Exercise 3. True or false?

1. It is easier to start a partnership than to stop it.

2. A limited partner has no management responsibility.

3. General partners have equal responsibilities for a firm's debts.

4. Partnership is more difficult to manage than a sole proprietorship.

Corporations.

Although the word corporation makes people think of big business like General Motors, IBM, Ford and so on, it is not necessary to be big in order to incorporate (start a corporation). Incorporating may be beneficial for small businesses also.
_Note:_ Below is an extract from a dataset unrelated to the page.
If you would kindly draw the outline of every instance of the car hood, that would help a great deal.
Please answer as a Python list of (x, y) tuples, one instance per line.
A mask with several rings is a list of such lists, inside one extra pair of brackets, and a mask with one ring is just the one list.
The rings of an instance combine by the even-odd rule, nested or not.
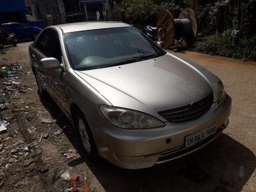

The purpose of forming a corporation is to get away from the disadvantages of sole proprietorships and partnerships. One of the more worrisome aspects of owing your own business or having a partner is the fear of losing everything you own if someone sues the business or the business loses a lot of money.A corporation is a state-chartered legal entity with authority to act and have liability separate from its owners. What this means for the corporation's owners (stockholders) is that they are not liable for the debts or any other problems of the corporation beyond the money they invest. Owners no longer must worry about losing their house, car, and other property because of some business problem – a very significant benefit. A corporation not only limits the liability of owners, it enables many people to share in the ownership (and profits) of a business without working there or having other commitments to it.The concept of incorporation is not too difficult, even though the procedures for incorporating are often rather complex. Most people are not willing everything to go into business. Yet, for business to grow and prosper and create abundance, many people would have to be willing to invest their money in business. The way to solve this problem was to create an artificial being, an entity that existed only in the eyes of the law. That artificial being is called a corporation. It is nothing more than a technique for involving people in business at a minimal risk. The advantages of such an entity are:

1. More money for investment. To raise money, a corporation sells ownership (stock) to anyone who is interested. This means that millions of people can own part of major companies like IBM, Xerox, and General Motors. If a company sold 10,000,000 shares for $50 each, it would have $500 million available to build plants, buy materials, hire people, build products, and so on. Such a large amount of money would be difficult to raise any other way. So a major advantage of corporations is their ability to raise large amounts of money.

2. Limited liability. It bears repeating that a major advantage of corporations is the limited liability of owners. Corporations in England and Canada have the letters "Ltd." after their name, as in British Motors, Ltd. The Ltd. stands for limited liability and is probably the most significant advantage of corporations. Limited liability means that the owners of a business are responsible for losses only up to the amount they invest.

3. Size. That one word summarizes many of the advantages of corporations. Because they have large amounts of money to work with, corporations can build large, modern factories with the latest equipment. They can also hire experts or specialists in all areas of operation. Furthermore, they can buy other corporations in other fields to diversify their risk. (What this means is that a corporation can be involved in many businesses at once so that if one fails the effect on the total corporation is lessened.) In short, a major advantage of corporations is that they have the size and resources to take advantage of opportunities anywhere in the world. Corporations do not have to be large to enjoy the benefits of limited liability and more money for investment. Many doctors, lawyers, and individuals and partners in a variety of businesses have incorporated.

4. Tax advantages. Once a person, partnership, or group of individuals have incorporated, they often receive significant tax advantages. They can deduct expenses for automobiles, meals, trips, and much more from their taxes. They can reinvest profits into the corporation to postpone paying taxes, and more. One of the most important tax advantages is tax-free fringe benefits, such as retirement funds.

5. Perpetual life. Because corporations are separate from those who own them, the death of one or more owners does not terminate the corporation.